January 2020 – Zipf's Law

How to smile your way through the Parisian transit strike: Citymapper

The Internet has given us Trump, revenge porn, and catfishing; in recompense, it has also given us free on-line versions of a number of historical French dictionaries, and a way to weather public transportation strikes with a smile.

Executive summary: there’s an app called Citymapper available on the iPhone and Android that does an excellent job of staying on top of metro, train, and bus line operating hours. Want to know about (1) linguistic trivia associated with strikes in French, and (2) public attitudes about the current action sociale? Read on.

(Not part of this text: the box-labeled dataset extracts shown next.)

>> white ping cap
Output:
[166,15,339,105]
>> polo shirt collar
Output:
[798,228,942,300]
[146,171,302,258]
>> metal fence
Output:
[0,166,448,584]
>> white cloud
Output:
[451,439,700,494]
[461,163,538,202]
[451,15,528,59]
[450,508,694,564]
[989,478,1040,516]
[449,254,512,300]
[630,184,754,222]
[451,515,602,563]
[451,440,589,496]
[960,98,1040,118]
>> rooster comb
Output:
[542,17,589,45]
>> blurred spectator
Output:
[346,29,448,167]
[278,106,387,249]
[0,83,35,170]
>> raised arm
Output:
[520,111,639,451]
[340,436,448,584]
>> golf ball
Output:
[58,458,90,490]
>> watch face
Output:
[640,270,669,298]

One of the things that I find very striking about Paris is that although the building located at any particular spot might change, the function carried out there can remain constant over centuries. Millennia, even. For example: the spot where Notre Dame de Paris is located has been a place of worship since the Druids were there. The Palais de justice was the residence of the Roman administrator, and then the palace of the early French kings, before becoming the center of the French court system. And, most relevant to today’s ravings: the location of the Parisian City Hall has been where the city was run out of for as long as Paris has been run by its bourgeois.

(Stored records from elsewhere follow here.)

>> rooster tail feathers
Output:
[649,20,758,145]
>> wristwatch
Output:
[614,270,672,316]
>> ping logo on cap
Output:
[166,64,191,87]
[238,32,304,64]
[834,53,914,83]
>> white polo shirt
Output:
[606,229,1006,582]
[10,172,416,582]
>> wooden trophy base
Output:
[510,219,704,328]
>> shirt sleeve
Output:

City Hall–in French, L’Hôtel de ville–is located on the Right Bank of Paris. Although the Right Bank is very much the seat of Parisian power today, it started as mostly swampland. (That fact figures into how the city was taken by the Romans–a story for another time.) The expansion of Paris from the Left Bank to the Right in the early Middle Ages started with the area where the Hôtel de Ville is located today. It was an early area of business, and the riverbank–la grève–in front of its current location was a gathering spot for laborers looking for work. As the story goes (and I’m sorry that I can’t give you a citation for this, but I think that I ran across it in Metronome), over time the word for the place where laborers gathered became associated with strikes by laborers.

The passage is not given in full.